I do understand that querying a non-existent key in a defaultdict the way I do will add items to the defaultdict. That is why it is fair to compare my 2nd code snippet to my first one in terms of performance.
import numpy as num
from collections import defaultdict
topKeys = range(16384)
keys = range(8192)
table = dict((k,defaultdict(int)) for k in topKeys)
dat = num.zeros((16384,8192), dtype="int32")
print "looping begins"
#how much memory should this use? I think it shouldn't use more that a few
#times the memory required to hold (16384*8192) int32's (512 mb), but
#it uses 11 GB!
for k in topKeys:
for j in keys:
dat[k,j] = table[k][j]
print "done"
What is going on here? Furthermore, this similar script takes eons to run compared to the first one, and also uses an absurd quantity of memory.
topKeys = range(16384)
keys = range(8192)
table = [(j,0) for k in topKeys for j in keys]
I guess python ints might be 64 bit ints, which would account for some of this, but do these relatively natural and simple constructions really produce such a massive overhead? I guess these scripts show that they do, so my question is: what exactly is causing the high memory usage in the first script and the long runtime and high memory usage of the second script and is there any way to avoid these costs?
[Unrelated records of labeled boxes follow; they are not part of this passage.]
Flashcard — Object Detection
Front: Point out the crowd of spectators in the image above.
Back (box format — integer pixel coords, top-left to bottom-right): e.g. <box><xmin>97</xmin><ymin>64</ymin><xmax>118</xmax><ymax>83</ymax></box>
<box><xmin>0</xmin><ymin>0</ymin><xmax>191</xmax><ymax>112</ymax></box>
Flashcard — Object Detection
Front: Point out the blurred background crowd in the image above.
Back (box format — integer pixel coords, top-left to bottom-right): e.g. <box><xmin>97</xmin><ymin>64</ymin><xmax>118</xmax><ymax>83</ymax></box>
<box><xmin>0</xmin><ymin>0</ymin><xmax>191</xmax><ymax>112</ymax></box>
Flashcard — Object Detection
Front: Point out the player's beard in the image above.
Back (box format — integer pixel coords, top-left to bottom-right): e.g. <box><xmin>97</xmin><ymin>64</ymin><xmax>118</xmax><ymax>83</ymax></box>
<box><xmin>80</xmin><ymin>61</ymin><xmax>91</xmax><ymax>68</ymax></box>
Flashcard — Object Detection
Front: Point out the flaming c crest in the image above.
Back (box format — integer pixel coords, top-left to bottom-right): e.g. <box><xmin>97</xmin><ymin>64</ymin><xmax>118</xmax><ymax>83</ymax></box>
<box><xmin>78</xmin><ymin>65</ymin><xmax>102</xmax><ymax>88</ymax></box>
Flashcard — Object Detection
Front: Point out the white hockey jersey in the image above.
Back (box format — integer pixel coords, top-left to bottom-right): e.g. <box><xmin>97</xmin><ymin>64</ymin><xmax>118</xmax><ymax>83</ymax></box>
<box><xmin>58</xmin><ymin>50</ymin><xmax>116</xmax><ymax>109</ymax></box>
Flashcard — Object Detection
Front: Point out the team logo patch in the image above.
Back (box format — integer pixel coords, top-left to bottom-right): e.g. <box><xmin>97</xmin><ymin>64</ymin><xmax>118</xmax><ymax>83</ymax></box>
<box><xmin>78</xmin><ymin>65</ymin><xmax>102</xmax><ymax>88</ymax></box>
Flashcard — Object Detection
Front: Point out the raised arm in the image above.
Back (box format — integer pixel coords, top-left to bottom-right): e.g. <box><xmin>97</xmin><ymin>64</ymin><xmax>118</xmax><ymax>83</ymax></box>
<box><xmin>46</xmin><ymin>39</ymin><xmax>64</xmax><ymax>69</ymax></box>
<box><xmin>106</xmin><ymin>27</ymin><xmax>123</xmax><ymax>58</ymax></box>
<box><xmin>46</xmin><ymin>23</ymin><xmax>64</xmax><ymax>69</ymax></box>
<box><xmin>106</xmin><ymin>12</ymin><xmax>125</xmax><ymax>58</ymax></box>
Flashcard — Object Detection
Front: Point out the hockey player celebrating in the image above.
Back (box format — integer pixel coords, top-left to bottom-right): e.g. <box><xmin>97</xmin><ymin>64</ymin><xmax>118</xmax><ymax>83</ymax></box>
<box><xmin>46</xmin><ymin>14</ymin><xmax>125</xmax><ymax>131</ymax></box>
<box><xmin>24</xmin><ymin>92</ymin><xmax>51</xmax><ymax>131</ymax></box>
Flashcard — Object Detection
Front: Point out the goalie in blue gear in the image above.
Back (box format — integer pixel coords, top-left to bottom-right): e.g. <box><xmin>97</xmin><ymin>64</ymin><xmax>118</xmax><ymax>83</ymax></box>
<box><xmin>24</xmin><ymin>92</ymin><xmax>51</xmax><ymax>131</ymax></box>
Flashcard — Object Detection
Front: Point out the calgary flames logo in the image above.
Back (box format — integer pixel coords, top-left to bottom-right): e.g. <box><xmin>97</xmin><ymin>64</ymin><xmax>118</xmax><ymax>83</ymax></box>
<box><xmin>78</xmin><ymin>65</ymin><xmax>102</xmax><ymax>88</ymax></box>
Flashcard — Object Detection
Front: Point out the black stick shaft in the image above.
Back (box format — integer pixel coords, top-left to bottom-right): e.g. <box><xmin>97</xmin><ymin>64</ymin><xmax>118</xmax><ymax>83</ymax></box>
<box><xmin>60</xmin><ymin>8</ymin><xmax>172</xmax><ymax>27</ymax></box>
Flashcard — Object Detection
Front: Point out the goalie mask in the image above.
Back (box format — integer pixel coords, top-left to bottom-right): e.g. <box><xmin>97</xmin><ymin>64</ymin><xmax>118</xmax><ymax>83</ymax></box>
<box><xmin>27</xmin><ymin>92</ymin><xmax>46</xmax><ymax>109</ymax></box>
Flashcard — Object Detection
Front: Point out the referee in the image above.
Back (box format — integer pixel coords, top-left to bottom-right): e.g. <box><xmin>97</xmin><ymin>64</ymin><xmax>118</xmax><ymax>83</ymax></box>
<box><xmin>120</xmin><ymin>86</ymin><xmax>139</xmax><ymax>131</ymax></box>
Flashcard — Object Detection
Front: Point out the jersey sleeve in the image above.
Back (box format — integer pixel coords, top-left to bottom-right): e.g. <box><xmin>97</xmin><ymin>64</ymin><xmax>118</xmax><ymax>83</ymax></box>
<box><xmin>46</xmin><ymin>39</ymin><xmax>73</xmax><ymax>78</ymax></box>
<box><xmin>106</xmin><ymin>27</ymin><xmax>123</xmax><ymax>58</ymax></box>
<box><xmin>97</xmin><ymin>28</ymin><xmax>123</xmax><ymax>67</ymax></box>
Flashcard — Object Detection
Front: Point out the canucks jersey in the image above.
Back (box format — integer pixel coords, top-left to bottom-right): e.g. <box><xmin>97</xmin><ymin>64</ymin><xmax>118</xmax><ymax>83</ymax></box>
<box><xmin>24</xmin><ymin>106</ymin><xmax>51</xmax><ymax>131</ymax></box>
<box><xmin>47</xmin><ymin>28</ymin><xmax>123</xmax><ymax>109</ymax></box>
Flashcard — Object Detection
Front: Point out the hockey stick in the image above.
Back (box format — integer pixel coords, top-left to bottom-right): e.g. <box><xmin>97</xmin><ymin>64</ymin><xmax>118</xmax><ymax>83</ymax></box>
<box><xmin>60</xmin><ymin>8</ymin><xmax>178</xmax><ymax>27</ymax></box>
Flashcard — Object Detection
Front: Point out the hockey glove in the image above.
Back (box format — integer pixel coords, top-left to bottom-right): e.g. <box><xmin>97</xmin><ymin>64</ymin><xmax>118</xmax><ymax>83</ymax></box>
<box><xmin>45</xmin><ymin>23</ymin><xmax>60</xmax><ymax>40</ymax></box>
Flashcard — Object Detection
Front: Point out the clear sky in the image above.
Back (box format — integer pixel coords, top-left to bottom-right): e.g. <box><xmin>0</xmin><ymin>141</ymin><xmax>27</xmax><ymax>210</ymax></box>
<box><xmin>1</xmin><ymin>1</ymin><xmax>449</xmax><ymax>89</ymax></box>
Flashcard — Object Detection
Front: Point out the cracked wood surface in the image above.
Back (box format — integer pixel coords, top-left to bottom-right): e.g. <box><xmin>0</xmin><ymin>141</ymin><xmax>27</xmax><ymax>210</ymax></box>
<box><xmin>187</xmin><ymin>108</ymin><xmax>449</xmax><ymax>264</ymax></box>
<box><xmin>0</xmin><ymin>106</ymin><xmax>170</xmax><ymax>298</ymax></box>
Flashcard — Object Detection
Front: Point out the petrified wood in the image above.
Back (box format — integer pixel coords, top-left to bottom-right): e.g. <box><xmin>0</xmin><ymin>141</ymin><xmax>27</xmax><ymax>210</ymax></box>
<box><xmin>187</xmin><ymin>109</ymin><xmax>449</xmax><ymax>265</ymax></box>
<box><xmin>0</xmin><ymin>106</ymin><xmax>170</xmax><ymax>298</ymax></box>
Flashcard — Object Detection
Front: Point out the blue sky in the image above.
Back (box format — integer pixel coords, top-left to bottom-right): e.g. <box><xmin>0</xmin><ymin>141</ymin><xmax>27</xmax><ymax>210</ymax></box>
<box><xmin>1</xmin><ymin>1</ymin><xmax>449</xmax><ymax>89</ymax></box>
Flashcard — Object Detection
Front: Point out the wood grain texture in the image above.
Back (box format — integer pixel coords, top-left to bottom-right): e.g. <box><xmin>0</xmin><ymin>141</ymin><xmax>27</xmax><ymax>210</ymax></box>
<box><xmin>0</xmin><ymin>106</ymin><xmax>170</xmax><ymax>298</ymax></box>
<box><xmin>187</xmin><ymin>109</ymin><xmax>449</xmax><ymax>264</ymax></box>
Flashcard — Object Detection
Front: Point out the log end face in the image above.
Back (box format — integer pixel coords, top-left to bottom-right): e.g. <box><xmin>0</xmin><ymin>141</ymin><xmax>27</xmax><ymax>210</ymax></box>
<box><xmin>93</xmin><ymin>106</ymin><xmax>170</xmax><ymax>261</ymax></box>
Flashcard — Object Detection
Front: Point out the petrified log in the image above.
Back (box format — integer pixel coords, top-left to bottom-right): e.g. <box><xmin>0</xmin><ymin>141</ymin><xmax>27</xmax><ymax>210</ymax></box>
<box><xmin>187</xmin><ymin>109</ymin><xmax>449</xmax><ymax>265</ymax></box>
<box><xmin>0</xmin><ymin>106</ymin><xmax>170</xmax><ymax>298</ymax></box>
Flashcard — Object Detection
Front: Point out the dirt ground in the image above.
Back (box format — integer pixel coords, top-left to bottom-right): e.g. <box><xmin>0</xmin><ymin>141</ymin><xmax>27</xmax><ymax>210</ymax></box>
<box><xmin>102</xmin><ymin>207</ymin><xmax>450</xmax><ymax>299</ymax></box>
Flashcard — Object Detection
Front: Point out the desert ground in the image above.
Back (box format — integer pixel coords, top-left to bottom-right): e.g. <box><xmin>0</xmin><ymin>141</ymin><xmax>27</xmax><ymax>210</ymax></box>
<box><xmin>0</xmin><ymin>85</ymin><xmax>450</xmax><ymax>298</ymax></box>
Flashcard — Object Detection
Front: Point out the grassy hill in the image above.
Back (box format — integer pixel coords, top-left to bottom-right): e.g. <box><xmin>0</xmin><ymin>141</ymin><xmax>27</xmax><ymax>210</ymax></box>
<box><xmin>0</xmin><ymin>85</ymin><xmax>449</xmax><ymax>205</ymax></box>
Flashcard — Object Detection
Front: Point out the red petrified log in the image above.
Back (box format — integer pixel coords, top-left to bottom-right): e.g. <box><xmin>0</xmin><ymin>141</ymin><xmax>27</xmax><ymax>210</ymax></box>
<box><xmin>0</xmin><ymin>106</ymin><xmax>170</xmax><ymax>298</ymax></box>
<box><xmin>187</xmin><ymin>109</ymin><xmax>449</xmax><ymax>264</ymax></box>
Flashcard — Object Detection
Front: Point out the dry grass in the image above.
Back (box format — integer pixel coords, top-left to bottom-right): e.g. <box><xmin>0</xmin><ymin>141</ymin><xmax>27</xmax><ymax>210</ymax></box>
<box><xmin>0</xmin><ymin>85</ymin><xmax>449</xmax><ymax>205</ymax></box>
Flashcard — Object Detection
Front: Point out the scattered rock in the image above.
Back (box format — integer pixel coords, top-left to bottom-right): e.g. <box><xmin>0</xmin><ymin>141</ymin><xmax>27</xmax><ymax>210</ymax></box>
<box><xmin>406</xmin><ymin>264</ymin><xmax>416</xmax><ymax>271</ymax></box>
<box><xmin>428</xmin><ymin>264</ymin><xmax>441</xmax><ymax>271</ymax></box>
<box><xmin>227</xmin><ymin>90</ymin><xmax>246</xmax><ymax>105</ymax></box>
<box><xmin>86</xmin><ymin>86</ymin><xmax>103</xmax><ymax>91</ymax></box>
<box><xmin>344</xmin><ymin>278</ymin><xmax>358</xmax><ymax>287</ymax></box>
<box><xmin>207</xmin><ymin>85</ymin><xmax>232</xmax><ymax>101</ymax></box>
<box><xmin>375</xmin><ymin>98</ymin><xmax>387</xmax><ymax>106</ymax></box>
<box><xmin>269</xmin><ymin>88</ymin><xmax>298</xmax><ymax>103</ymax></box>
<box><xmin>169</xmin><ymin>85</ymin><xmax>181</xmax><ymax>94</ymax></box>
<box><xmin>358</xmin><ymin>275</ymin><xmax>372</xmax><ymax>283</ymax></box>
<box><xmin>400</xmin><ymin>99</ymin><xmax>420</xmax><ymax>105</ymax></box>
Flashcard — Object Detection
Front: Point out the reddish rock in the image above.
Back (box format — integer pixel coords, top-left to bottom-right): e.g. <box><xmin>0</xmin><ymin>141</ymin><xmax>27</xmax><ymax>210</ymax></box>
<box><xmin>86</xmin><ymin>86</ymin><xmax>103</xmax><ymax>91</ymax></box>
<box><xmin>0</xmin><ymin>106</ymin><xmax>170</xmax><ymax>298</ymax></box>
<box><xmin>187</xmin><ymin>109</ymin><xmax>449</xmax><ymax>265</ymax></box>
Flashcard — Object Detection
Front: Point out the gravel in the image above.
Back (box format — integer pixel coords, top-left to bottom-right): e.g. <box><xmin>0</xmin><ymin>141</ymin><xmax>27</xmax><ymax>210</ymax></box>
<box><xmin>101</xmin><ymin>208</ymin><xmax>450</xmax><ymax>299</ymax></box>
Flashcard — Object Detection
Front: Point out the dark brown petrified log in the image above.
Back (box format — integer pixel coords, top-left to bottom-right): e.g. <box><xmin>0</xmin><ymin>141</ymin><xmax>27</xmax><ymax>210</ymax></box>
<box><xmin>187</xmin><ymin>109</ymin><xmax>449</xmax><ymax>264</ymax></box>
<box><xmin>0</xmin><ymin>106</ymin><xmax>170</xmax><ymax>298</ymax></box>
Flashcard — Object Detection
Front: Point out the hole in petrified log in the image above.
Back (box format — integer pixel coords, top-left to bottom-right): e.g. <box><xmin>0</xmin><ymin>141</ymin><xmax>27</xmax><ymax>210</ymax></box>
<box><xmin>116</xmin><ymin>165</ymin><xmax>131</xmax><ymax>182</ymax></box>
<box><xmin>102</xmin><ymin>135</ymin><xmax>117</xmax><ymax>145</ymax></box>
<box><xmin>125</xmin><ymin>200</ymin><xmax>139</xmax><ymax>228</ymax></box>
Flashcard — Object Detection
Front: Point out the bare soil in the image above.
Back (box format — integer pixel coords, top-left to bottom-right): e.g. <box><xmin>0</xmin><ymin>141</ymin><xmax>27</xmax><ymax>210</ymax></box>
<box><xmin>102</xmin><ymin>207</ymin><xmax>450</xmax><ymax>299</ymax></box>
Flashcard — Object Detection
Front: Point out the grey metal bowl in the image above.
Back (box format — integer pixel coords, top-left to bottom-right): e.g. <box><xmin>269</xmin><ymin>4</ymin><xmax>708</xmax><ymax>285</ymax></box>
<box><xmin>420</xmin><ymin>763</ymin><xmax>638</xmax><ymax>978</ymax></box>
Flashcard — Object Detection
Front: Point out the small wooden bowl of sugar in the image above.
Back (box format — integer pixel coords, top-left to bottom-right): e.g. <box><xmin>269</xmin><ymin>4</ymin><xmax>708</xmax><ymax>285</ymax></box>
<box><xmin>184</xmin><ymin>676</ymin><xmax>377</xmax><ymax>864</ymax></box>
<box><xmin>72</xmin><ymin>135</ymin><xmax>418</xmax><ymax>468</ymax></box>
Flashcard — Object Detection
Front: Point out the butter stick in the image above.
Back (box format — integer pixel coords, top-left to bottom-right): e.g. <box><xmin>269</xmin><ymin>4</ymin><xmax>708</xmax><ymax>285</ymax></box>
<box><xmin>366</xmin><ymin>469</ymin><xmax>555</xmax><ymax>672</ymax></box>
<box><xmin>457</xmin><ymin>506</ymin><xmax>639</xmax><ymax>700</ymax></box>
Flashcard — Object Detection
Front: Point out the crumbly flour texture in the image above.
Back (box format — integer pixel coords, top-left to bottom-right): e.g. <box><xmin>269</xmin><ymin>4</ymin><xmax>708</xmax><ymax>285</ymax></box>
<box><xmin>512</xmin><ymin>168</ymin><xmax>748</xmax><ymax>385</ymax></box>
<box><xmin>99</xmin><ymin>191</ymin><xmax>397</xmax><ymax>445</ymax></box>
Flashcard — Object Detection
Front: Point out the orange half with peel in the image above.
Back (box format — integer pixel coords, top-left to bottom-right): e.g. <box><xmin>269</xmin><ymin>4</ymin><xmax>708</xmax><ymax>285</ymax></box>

Edit: Python 2.6.4 on 64 bit machine.
Edit 2: I can see why, to a first approximation, my table should take up 3 GB 16384*8192*(12+12) bytes and 6GB with a defaultdict load factor that forces it to reserve double the space. Then inefficiencies in memory allocation eat up another factor of 2.
So here are my remaining questions: Is there a way for me to tell it to use 32 bit ints somehow?
And why does my second code snippet take FOREVER to run compared to the first one? The first one takes about a minute and I killed the second one after 80 minutes.